Plaintiffs, landowners in Lincoln County, filed suit against the county for a declaration that an unimproved county road, known as “804,” had been vacated or abandoned. The circuit court allowed The Committee to Save Yachats 804 Trail, Inc. (“the committee”), to intervene and to file a counterclaim for a declaratory judgment that County Road 804 continues to exist, that it is a “public easement by prescription,” and that “the public has a prescriptive easement over any part of the pedestrian right of way not falling within the confines of County Road 804 and/or that the same has been impliedly dedicated to the public by plaintiffs and their predecessors in title.” Intervenor also asked for injunctive and other relief. In an extensive opinion reviewing the evidence, the circuit court found that County Road 804 had been legally established in 1890, that it was not vacated by the location of another county road in 1916 or of a highway in the 1930’s, and that the public by long and adverse use had acquired prescriptive rights in a pedestrian right of way that included portions of the original “804” and other segments on property outside the original “804,” as described in detail in the court’s judgment.
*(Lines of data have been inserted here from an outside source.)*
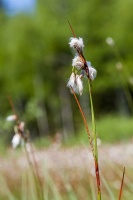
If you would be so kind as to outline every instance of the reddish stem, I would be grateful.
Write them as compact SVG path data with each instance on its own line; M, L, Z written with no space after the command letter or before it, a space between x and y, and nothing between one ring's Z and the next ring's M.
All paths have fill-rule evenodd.
M124 183L124 175L125 175L125 167L124 167L124 170L123 170L123 175L122 175L122 180L121 180L121 187L120 187L120 193L119 193L119 200L121 200L121 196L122 196L123 183Z

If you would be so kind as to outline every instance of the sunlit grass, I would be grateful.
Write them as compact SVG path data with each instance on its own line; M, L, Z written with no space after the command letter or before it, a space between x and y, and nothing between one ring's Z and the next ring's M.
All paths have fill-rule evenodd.
M125 142L133 138L133 118L106 115L96 119L97 135L103 143ZM91 124L90 124L91 125ZM92 127L90 126L90 130ZM69 145L88 144L84 127L66 142Z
On appeal, the landowners challenged the standing of the committee to intervene in the case and to seek the declaratory relief granted by the circuit court; plaintiffs also appealed from the judgment on the merits. The Court of Appeals held that the committee had “representational standing” to intervene. It modified the judgment of the circuit court only by excluding from the prescriptive easement those portions lying within County Road 804. Rendler v. Lincoln Co., 76 Or App 339, 348, 709 P2d 721 (1985). Plaintiffs filed a petition for review on the standing issue, which we allowed. We affirm the decision of the Court of Appeals.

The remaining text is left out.